Ähmm Fischereischein abgelaufen!?Wo gibts das?|kopfkrat
Also bei uns in Niedersachsen machst du die Prüfung mit bestandener Prüfung bekommst du deinen Fischereischein und der ist dein Lebenlang gültig genau so wie ein Führerschein es sei denn du baust mist!
Und so lange es DEIN See ist kannst du dort tun und lassen was du willst!Das mag evtl. von Bundesland zu Bundesland unterschiedlich sein.|kopfkrat |wavey:


----------



## ToxicToolz (29. November 2009)

*AW: Rechtsfrage Angelschein*



CCH schrieb:


> Moin Moin!
> Ähmm Fischereischein abgelaufen!?Wo gibts das?|kopfkrat


 

Hier in Berlin #h ... Gültigkeit 5 jahre danach muss er verlängert werden :v . Die wissen schon wie se uns dat Geld aus de Tasche ziehen können :m


@TE , würde an Deiner Stelle auch mal bei der Fischereibehörde anrufen.


----------



## T1m0 (29. November 2009)

*AW: Rechtsfrage Angelschein*

ich mache gerade den lehrgang in hessen, uns wurde es so erklärt, dass auch ein privater teich nur von personen mit fischereischein beangelt werden darf, es sei denn es handelt sich um einen "forellenpuff" (sorry für den ausdruck) mit sondergenehmigung vom staat.
aber wo kein kläger da kein richter.


----------



## T1m0 (29. November 2009)

*AW: Rechtsfrage Angelschein*

ps: dies soll keine aufforderung sein um das gesetz nicht einzuhalten, sondern nur ein spruch am rande. wenn ich einen kleinen gartenteich habe und da mache was ich will merkt es keinen und stört auch wiederum niemanden jedoch wäre ein fischfang gesetzlich untersagt, ob es in anderen bundesländern andere gesetze gibt kann ich dir nicht sage, ich spreche von hessen. gruß timo


----------



## Harry48 (29. November 2009)

*AW: Rechtsfrage Angelschein*

Du bist aus Bayern?

Dann guck mal hier !
Ich denke da werden deine Fragen beantwortet.

Petri, Harry


----------



## Toni_1962 (30. November 2009)

*AW: Rechtsfrage Angelschein*



Harry48 schrieb:


> Du bist aus Bayern?
> 
> Dann guck mal hier !
> Ich denke da werden deine Fragen beantwortet.
> ...


 
richtig !

Da du aus Bayern ja bist, gilt:
Angeln auch am privaten Teich bedarf eines Angelscheins.
Es ist doch gar nicht schwer, diesen ausstellen zu lassen.
Auf der Gemeinde hast du ihn doch innerhalb 2 Tagen.


----------



## Waxdick (30. November 2009)

*AW: Rechtsfrage Angelschein*

Hallo

Ja bin aus Bayern.
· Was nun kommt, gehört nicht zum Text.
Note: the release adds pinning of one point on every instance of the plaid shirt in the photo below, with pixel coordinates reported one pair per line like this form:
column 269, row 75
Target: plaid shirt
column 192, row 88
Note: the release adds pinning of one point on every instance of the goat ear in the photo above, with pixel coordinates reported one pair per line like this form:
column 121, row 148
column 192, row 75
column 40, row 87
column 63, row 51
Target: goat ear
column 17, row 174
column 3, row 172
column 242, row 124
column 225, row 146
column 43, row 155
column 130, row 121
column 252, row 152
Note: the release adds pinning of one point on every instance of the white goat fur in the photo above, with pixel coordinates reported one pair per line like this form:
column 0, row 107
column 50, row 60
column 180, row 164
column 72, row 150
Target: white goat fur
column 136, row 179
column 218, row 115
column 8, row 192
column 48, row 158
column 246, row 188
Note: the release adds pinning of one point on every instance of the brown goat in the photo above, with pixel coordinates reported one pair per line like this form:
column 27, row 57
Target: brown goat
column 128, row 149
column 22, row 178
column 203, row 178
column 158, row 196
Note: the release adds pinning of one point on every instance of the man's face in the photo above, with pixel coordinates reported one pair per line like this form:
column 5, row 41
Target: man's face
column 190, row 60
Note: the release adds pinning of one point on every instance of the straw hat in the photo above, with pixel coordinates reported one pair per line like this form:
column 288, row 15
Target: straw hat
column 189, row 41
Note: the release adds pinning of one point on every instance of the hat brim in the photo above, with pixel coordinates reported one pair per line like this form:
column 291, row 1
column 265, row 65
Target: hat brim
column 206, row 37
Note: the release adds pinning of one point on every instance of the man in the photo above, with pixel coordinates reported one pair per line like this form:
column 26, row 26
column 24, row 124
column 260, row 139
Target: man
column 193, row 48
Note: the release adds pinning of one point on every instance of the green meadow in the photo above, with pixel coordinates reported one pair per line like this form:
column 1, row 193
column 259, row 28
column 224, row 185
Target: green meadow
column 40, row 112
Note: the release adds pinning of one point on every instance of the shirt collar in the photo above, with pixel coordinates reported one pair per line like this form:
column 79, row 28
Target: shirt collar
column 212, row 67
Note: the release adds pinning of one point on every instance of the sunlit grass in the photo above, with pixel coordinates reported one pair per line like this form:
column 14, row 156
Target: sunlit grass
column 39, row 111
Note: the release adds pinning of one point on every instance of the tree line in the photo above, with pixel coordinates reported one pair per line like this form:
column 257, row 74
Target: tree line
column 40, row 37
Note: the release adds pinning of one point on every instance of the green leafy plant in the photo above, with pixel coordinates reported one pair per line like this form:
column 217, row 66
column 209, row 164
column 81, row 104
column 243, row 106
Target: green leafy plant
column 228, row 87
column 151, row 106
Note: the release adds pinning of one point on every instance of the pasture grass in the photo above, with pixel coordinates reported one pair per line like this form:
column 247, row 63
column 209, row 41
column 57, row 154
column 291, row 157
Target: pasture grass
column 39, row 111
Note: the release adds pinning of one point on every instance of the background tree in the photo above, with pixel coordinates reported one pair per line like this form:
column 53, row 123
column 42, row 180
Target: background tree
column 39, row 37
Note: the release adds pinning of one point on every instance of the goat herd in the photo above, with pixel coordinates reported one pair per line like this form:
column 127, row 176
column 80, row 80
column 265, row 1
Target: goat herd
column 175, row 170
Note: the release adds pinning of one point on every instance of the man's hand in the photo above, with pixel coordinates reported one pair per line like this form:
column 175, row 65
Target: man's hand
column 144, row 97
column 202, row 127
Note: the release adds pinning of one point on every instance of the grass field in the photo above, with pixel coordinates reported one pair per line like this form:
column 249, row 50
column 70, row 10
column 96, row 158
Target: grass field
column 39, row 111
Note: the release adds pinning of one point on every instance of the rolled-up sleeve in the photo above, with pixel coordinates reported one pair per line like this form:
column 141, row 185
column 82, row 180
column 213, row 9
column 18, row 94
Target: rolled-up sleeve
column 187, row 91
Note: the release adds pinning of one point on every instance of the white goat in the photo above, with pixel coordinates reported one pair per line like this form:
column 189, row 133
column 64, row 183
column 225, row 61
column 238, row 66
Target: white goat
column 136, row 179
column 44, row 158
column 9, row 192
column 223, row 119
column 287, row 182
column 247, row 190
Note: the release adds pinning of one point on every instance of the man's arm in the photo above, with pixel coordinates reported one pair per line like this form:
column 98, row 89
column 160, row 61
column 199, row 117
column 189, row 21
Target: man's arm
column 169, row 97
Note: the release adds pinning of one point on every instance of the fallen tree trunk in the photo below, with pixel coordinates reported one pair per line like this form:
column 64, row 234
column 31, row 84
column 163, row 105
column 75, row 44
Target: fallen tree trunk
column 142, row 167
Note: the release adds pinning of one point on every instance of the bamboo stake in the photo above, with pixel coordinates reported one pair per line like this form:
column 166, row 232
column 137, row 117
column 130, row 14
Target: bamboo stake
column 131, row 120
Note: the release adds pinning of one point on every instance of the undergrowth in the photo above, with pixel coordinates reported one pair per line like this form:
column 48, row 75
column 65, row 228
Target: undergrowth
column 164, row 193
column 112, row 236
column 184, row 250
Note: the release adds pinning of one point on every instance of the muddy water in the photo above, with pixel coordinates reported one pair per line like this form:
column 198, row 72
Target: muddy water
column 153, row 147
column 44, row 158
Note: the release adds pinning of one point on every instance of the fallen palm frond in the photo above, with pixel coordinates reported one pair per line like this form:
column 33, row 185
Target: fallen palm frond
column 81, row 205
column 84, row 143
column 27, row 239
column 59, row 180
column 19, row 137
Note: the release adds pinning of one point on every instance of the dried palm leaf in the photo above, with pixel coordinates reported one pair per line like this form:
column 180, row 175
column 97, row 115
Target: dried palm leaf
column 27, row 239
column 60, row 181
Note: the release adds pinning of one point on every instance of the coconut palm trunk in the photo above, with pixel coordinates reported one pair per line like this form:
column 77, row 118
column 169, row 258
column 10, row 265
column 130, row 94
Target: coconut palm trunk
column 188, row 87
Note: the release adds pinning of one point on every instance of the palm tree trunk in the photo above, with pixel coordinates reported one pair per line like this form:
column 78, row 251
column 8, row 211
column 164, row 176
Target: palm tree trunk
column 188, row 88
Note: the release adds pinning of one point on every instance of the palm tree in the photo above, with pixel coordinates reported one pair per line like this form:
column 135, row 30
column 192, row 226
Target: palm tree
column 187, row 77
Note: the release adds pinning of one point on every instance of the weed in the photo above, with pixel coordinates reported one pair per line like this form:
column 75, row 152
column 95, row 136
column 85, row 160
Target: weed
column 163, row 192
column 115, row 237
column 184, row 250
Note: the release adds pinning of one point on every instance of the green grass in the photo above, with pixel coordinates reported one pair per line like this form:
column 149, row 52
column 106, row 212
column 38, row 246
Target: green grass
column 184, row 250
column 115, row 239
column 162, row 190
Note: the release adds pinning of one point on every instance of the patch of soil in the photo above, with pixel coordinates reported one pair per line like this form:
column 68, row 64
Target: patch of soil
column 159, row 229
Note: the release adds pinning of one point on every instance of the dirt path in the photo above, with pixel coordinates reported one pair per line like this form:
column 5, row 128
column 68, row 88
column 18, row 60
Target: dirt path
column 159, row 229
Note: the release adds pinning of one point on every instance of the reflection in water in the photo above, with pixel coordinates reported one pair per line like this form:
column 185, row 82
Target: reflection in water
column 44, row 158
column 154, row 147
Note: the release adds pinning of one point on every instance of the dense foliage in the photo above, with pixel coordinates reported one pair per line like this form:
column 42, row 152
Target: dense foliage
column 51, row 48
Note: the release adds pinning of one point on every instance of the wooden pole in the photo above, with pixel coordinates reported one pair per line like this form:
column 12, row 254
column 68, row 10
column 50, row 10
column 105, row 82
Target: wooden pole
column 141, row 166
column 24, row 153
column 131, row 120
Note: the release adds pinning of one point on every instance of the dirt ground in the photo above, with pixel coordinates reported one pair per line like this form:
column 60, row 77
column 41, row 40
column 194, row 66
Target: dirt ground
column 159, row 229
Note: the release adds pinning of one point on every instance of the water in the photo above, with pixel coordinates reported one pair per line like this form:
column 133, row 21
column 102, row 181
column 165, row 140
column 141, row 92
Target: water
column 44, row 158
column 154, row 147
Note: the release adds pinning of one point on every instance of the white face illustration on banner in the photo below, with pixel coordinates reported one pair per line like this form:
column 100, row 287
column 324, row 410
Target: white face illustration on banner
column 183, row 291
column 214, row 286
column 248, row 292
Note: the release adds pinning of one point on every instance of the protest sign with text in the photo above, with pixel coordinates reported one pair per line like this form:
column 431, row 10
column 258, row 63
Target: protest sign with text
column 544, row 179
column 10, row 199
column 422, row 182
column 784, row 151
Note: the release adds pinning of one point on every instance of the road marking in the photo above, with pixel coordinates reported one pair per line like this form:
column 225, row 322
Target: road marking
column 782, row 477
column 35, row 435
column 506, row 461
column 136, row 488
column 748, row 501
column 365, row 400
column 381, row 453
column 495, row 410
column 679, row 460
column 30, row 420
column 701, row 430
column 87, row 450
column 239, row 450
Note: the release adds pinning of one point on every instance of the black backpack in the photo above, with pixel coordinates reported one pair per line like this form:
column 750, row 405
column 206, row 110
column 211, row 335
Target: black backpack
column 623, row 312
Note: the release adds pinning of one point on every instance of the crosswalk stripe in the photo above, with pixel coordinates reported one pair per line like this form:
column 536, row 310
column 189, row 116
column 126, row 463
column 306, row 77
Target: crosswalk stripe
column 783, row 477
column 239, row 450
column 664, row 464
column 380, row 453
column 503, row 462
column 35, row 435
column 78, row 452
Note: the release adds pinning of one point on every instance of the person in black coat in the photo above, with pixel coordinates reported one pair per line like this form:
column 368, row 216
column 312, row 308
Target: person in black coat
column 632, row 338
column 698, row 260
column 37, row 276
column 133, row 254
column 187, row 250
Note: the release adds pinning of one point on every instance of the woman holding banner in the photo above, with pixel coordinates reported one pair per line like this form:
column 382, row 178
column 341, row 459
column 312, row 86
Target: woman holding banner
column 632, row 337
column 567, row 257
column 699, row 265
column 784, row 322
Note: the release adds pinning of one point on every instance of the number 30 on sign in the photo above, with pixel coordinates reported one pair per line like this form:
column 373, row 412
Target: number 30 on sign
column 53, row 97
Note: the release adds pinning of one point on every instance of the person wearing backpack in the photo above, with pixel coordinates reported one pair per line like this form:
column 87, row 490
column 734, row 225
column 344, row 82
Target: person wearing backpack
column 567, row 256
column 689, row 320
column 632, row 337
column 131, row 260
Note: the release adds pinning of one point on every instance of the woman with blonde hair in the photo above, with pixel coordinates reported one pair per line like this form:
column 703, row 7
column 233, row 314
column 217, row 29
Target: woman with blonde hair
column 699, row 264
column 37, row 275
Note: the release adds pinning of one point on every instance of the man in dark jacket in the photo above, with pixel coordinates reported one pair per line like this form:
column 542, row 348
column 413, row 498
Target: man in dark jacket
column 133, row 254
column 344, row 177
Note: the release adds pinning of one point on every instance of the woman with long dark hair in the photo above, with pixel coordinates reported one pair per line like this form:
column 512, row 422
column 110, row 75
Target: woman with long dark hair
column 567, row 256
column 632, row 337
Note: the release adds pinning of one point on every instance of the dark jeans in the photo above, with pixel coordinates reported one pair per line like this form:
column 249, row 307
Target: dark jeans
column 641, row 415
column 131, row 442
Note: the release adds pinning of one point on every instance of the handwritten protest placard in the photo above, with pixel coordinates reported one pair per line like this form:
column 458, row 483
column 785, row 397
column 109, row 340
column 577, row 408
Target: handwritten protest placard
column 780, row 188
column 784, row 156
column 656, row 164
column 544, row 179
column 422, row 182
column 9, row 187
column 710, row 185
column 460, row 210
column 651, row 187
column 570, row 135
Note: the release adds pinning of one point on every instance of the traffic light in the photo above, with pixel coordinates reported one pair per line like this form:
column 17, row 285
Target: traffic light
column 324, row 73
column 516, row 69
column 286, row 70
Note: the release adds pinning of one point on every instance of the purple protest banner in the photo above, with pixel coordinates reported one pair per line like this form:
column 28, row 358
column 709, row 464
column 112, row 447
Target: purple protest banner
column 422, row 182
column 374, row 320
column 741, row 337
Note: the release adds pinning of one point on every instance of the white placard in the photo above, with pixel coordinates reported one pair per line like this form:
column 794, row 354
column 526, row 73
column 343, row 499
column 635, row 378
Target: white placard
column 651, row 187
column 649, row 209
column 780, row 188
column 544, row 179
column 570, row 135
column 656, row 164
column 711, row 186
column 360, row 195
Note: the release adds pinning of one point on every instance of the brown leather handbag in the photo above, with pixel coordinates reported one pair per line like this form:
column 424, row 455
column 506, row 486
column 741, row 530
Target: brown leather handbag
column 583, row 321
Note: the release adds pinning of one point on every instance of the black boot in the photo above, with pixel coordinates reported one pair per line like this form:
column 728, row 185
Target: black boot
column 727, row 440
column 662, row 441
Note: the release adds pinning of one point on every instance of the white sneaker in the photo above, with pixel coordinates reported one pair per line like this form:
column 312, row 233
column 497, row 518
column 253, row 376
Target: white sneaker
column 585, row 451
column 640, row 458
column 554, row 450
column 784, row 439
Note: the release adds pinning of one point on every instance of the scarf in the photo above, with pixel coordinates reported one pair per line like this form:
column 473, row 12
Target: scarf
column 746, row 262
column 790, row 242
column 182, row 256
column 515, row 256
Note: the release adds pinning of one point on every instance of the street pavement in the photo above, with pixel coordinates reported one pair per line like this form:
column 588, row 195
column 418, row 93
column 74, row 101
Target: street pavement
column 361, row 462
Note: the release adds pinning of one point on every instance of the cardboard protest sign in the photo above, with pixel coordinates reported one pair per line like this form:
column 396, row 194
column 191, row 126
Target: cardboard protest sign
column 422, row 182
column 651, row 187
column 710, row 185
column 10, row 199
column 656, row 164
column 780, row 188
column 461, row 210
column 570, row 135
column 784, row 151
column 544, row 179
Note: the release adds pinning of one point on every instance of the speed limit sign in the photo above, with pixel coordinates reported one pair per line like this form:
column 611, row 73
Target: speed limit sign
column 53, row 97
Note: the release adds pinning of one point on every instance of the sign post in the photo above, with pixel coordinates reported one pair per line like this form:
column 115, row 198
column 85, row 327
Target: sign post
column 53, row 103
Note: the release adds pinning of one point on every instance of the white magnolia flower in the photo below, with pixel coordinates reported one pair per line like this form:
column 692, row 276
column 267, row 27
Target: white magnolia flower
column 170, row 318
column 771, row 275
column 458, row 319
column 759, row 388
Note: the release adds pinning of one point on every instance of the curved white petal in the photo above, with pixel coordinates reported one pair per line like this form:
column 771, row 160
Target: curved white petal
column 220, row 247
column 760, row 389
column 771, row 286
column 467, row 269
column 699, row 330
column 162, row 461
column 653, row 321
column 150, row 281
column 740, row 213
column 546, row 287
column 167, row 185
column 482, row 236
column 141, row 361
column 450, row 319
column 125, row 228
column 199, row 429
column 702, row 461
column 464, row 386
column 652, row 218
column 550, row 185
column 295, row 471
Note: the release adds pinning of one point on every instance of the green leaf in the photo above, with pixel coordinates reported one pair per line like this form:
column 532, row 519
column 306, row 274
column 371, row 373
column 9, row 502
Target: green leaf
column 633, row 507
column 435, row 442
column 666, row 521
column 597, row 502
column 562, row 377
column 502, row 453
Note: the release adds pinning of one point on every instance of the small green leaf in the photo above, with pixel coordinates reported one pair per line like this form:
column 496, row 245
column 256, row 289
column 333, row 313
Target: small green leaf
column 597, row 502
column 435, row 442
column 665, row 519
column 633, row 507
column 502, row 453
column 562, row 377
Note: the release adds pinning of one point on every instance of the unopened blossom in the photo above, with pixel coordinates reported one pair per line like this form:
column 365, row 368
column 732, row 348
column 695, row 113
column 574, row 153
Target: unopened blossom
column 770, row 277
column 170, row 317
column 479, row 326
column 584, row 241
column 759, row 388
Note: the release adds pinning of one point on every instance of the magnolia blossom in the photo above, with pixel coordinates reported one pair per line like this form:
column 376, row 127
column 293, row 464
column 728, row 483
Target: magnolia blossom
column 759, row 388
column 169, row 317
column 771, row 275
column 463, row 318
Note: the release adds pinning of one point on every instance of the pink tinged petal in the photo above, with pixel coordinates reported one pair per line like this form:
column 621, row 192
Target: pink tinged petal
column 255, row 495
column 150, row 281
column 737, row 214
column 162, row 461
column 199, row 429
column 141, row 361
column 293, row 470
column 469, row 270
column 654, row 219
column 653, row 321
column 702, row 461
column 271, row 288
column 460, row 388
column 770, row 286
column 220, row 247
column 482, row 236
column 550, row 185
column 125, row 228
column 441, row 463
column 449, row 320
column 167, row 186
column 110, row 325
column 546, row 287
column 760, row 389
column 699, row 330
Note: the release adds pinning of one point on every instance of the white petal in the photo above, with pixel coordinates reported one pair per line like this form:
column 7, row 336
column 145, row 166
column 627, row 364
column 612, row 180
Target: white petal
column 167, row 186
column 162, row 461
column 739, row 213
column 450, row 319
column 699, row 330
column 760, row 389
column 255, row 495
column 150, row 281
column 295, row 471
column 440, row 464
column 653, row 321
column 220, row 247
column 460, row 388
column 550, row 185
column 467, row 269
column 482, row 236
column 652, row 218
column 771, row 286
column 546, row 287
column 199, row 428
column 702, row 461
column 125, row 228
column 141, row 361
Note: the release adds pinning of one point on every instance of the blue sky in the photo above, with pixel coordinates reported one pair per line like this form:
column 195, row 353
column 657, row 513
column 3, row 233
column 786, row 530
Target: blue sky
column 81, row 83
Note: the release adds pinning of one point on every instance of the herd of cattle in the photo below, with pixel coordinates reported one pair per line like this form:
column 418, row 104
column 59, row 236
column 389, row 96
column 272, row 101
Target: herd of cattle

Danke für den Link. Habs nachgelesen und zur Sicherheit auch noch angerufen. Ist tatsächlich so, dass man in Bayern einen gültigen Fischereischein benötigt. Mit der bestandenen Prüfung als Sachkundenachweis ist es nicht getan.
Jetzt wäre es natürlich interessant zu wissen, wie ein solches Vergehen geandet wird. Ist vielleicht schon mal jemand von euch mit einem abglaufenen Fischereischein in  Bayern erwischt worden?

Gruß Helmut


----------



## ToxicToolz (30. November 2009)

*AW: Rechtsfrage Angelschein*



Waxdick schrieb:


> Hallo
> 
> Ja bin aus Bayern. Danke für den Link. Habs nachgelesen und zur Sicherheit auch noch angerufen. Ist tatsächlich so, dass man in Bayern einen gültigen Fischereischein benötigt. Mit der bestandenen Prüfung als Sachkundenachweis ist es nicht getan.
> Jetzt wäre es natürlich interessant zu wissen, wie ein solches Vergehen geandet wird. Ist vielleicht schon mal jemand von euch mit einem abglaufenen Fischereischein in Bayern erwischt worden?
> ...


 




Ähhhhhmmmm , Bitte was ??? Du wurdest an Deinem "eigenen Teich" ohne gülige Abgabemarke gekascht ??? So ??? Ja??? Oder verstehe Ich da was falsch ....... Am besten würdeste mal den "ganzen FALL" "klar" hier hinlegen....


----------



## padotcom (30. November 2009)

*AW: Rechtsfrage Angelschein*

Eben, sonst wäre es doch ganz einfach, los zu gehen und den Schein rasch verlängern zu lassen. Geht schneller als hier zu posten und auf Antworten zu warten.


----------



## antonio (30. November 2009)

*AW: Rechtsfrage Angelschein*

das wird  mit angeln ohne gültigen fischereischein geahndet.
die strafen holst du dir aus den bayrischen gesetzen/verordnungen oder bußgeldkatalog.

antonio


----------



## Fechtus68 (30. November 2009)

*AW: Rechtsfrage Angelschein*

Hat er doch klar geschrieben! Die Frage war ob er an seinem eigenen Teich zum Fischen einen Fischereischein braucht! Und die Frage wurde mehrfach schon richtig beantwortet! Er braucht einen Schein.....so zumindest im Gesetzt geschrieben.... Erwischt zu werden ohne ist eine Ordnungswiedrigkeit....die muss nix kosten...könnte aber wenn der 'richtige' Fischereiaufseher kommt kosten! Wieviel? Da muss ich passen....schätze mal so im "Falschparkenniveau"!? Aber wissen weiss ich es nicht!


----------



## Berlinerstar (30. November 2009)

*AW: Rechtsfrage Angelschein*



CCH schrieb:


> Moin Moin!
> Ähmm Fischereischein abgelaufen!?Wo gibts das?|kopfkrat
> Also bei uns in Niedersachsen machst du die Prüfung mit bestandener Prüfung bekommst du deinen Fischereischein und der ist dein Lebenlang gültig genau so wie ein Führerschein es sei denn du baust mist!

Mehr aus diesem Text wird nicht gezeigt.